On the grass behind the theater – once a fire station – two teenagers embraced each other and slow-danced. They wore sheepish grins as they took each other’s hands, swaying and revolving to the music. Iron & Wine and Graffiti6 and Elliot Smith floated from my portable speakers. Curious dog walkers with waddling pugs and sweaty joggers threw sidelong glances.
It was week four, opening day, only hours before curtain. Our Romeo and our Juliet were nervous. Would their performance be believable?
The three of us met behind the theater to explore the act of falling in love. The two teenagers began by locking eyes, standing quiet for twenty minutes without once letting their glances dart sideways. Most students would feel too awkward to dance along the streets of Charlestown. But these two seventeen-year-old actors were willing to try.
In theater such willingness is called “saying yes.”
Saying yes is the number one rule of improv. If your improv partner says: “That soup you’re eating looks delicious!” and you respond, “I’m not eating soup,” the skit falls flat. In our converted black box theater saying yes became the first rule and promise of our ensemble.
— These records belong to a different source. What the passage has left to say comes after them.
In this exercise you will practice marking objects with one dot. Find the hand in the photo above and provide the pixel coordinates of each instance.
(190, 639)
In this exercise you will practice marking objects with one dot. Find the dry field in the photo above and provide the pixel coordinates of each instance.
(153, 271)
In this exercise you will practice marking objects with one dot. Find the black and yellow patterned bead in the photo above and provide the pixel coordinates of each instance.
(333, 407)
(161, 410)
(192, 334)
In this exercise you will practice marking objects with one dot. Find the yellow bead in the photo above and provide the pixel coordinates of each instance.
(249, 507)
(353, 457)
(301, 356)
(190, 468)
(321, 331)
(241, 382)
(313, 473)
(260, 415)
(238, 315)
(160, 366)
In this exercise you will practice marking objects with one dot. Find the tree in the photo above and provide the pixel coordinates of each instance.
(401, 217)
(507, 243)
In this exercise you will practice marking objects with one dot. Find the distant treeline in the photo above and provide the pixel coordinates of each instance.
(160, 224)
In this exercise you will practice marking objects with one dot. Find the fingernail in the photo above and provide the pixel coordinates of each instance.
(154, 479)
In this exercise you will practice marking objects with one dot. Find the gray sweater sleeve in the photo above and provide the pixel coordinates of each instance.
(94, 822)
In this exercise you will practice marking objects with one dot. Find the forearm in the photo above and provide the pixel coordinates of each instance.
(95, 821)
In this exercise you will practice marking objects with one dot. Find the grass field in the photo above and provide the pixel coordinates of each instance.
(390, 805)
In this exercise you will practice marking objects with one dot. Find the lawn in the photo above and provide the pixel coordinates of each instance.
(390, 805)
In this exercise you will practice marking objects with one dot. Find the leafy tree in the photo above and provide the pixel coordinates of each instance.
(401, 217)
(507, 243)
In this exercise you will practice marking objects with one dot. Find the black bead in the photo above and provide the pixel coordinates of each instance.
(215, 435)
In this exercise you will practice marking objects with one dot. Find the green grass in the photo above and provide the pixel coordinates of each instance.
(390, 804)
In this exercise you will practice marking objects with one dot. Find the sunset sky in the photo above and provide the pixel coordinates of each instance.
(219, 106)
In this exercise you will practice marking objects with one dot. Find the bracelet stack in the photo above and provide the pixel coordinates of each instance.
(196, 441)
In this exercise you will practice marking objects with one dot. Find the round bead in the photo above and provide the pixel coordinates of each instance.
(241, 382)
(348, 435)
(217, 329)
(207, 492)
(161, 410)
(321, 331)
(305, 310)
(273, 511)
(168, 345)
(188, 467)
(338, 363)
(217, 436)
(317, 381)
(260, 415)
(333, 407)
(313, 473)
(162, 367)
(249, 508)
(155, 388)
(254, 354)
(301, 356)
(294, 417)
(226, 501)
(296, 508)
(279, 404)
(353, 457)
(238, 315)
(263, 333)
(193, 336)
Last summer, as a teaching artist for Actors Shakespeare Project, my July crackled with witches and Scottish thanes. This year we – ten students and four teachers – took up residence in the bloody streets of Verona. Our students were a demographic chart of the Boston area. Our ensemble came from the suburbs and from the heart of the city; from public schools, from exams schools and from private schools. Some had years of acting experience in camps and school plays and some came with no formal theatrical training. What set them apart from their peers was that these ten teenagers were willing, even eager, to say yes.
Saying yes can be challenging in any setting, particularly in the confines of a traditional school classroom. Raising your hand, offering up the answer to a math problem, sharing a poem, proposing a hypothesis – they all open you to vulnerability. I have had 6th graders and college students of mine say no. I have had students as far as Thailand and Cambodia and as close as Charlestown say no. School textbooks and tests are lined with “right” and “wrong” answers and school halls are varnished in peer pressure and the shine of social status.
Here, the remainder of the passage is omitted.